Bumble bees are responsible for pollinating 90 percent of the wild flowers that maintain the ecological balance in the woodlands. The collapse of the bumble bee population could have an even more devastating effect than a collapse in the domestic honey bee because domesticated varieties can be repopulated from uninfected stock. That opportunity does not exist in the wild bumble bee population.
First identified in 2006, colony collapse disorder signified a major increase in a long-known phenomenon known as “hive death” or “disappearing bee syndrome,” in which stable, productive hives died suddenly without obvious causes. The sudden increases in the number of hive deaths among honeybee populations means that the cost of producing fruits and vegetables that need bee pollination will increase due to shortage-driven higher hive rental fees. As the bee health crisis continues to grow, expect to feel the effects on your wallet at the checkout counter.
The economic effects of bee hive collapse are significant. In a paper published in Scientific Reports, study author Robbie Girling estimates that the economic value of pollination services are worth more than $200 billion annually. Seventy percent of the world’s food crops rely on bee pollination, including 90 different species of fruits and vegetables. Grains, in general, are wind-pollinated, and do not require bee pollination, but bees are nevertheless strongly attracted to the sweet-smelling corn pollen which exposes the bees to contamination from exposure to the systemic pesticides used on most corn crops. When the bees carry the tainted pollen back to their hives, they contaminate their own food stores.

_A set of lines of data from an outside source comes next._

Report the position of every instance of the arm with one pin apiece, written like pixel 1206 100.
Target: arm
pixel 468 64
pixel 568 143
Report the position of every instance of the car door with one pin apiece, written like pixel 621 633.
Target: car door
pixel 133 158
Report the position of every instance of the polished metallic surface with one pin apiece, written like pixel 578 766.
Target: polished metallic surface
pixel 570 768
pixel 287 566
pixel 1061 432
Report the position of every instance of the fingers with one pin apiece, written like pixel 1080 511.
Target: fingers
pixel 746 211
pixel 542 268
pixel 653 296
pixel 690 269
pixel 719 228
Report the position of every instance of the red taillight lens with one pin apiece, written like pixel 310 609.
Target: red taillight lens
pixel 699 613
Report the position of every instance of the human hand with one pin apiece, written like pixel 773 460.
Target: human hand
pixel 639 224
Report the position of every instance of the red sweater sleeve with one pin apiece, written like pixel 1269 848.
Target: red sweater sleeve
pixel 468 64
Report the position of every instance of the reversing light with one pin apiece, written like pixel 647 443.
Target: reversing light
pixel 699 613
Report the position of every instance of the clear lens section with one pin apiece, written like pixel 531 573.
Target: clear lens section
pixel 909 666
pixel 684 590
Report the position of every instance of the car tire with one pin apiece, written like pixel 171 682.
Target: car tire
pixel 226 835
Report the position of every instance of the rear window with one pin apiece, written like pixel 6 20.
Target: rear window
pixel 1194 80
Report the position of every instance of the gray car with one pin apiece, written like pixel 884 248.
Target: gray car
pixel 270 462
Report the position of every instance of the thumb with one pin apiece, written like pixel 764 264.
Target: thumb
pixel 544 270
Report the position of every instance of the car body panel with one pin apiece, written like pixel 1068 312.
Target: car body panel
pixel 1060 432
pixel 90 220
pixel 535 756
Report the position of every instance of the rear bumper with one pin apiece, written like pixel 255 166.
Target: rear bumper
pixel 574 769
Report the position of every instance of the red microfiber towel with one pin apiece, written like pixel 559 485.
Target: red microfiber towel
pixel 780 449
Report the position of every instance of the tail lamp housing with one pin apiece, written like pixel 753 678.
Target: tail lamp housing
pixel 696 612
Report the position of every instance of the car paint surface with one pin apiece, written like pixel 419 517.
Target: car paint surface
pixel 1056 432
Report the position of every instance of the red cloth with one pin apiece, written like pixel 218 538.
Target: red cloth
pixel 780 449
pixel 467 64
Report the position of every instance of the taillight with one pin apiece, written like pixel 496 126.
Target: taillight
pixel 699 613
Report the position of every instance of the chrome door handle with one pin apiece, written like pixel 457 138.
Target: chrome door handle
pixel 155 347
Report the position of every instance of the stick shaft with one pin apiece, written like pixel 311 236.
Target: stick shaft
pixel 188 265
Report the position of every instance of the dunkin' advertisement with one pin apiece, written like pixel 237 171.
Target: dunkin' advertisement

It had been thought that changes in beekeeper practices might have been responsible for the bee health crisis but the spread of the hive death phenomenon to the wild bumble bee indicates that there are probably other environmental considerations. In a 2010 study, found traces of 121 different pesticides in the hives that were studied, indicating that both domesticated and wild bees are being exposed to high levels of contamination that also may help to explain the hive death phenomenon. Another suspect appears to bet the increasing concentration of diesel exhaust fumes, which appear to impair the bees olfactory equipment.
In addition to being an essential element in the food chain, bees are like the canaries that miners use to identify dangerous gases in their mines, because bees can be accurate predictors of environmental contamination, because of their sensitivity to pollution.
More important than the individual theories about the causes of hive death, it is becoming more and more apparent that the actual cause of the hive deaths could well be, “all of the above,” which would be very bad news, because multiple causes could be irreversible.
There is an apocryphal quote that is often attributed to Albert Einstein: “If the bee disappears from the surface of the earth, man would have no more than four years to live.” Einstein never said that, but that does not mean it is not true. The honey bee health crisis spreading to the bumblebee might be the most important human health crisis of this century….but all is not lost. In 2011, Atlantic Monthly reported on efforts to design an artificial bee that could communicate with real bees by emulating their complex dancing patterns. In 2013, Scientific American reported on the development of robotic bee that could pollinate domestic crops. The bee crisis might, in fact, be ameliorated by robotic honey bees, but one thing is certain: they won’t be producing any robotic honey.